Questa Napoli è proprio una città fatiscente -sottende il servizio- se ha ancora infrastrutture risalenti a così tanto tempo fa, praticamente preistoriche. Che schifo questa Napoli, non bastava la spazzatura?

Ebbene, queste infrastrutture così antiche hanno retto bene se sono durate per centocinquant’anni e le Ferrovie dello Stato prima, e Trenitalia (privatizzazione D’Alema) poi, ci hanno fatto sia la metropolitana che la ferrovia. E l’unica stazione importante d’Italia dove non è necessario cambiare il locomotore è proprio Napoli Piazza Garibaldi perchè ci sono queste strutture di epoca borbonica.

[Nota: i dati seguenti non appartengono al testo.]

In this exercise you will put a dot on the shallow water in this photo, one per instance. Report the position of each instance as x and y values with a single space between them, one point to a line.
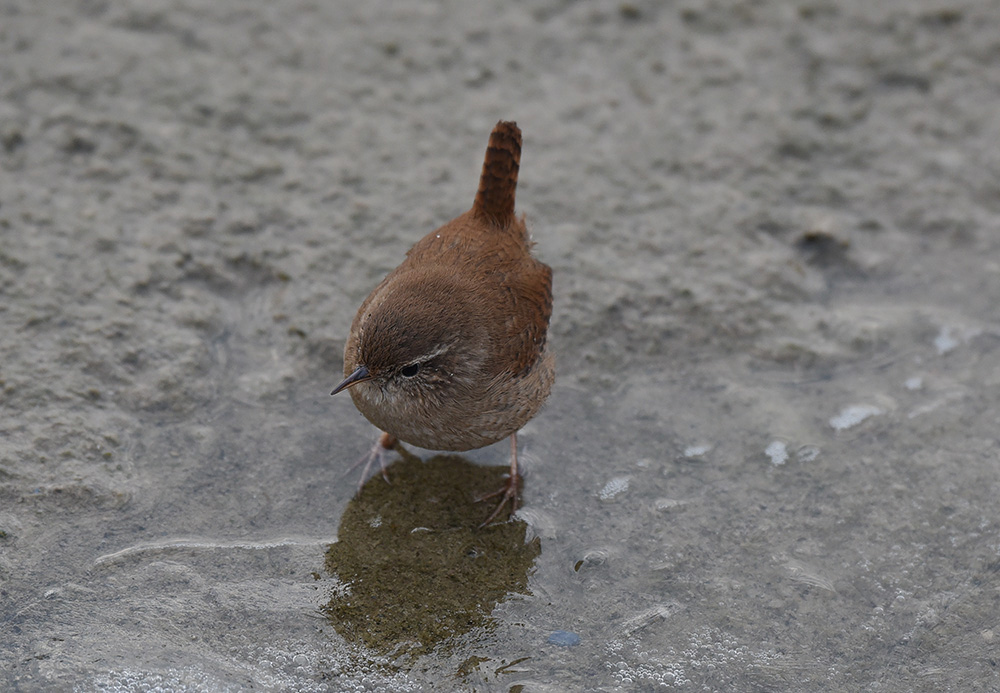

Non credo che sia risaputo che i militari russi che per primi soccorsero le popolazioni del terremoto di Reggio e Messina del 1908 ebbero a dire che l’organizzazione borbonica era assai più efficiente di quella del nuovo “stato”.

Ma a questo punto mi pongo una domanda: a chi sarebbe spettato il compito di rinnovare queste strutture risalenti all’epoca borbonica?
La domanda sorge spontanea, perchè i Borbone non ci sono più: c’è lo “stato italiano”. E se lo “stato italiano” riscontrava che le strutture di epoca borbonica erano inadeguate, non avrebbe dovuto farci qualche lavoretto, chessò, un puntello, un po’ di stucco qua e là, una botta di vernice? Non dico dei lavori tanto belli e precisi come quelli della Salerno-Reggio Calabria, che tutto il mondo, pure il Giappone, ci invidia, ma anche qualcosina in meno.

Allora di che si lamenta il commentatore di ItaliaUno? Che i Borbone centocinquant’anni fa hanno costruito dei sotterranei tanto perfetti da resistere alle inondazioni di oggi (col traffico, la metropolitana, i treni e il cemento), o che non sono stati abbastanza bravi da costruirli tanto bene da sopportare il diluvio universale? Eh, perchè veramente non s’è capito dal servizio andato in onda, vorremmo qualche chiarimento.

Io dico solo una cosa: un martedì hanno eliminato l’intercity delle tredici da Rosarno a Roma, il mercoledì dopo è stata inaugurata l’alta velocità Torino-Milano.

E chi mi viene a dire che l’italia non è divisa in due, prenda un treno da Siderno per andare a Imola, e poi ne riparliamo. Nel frattempo sarebbe gradito il silenzio. E l’ingiuria non sarà più tollerata.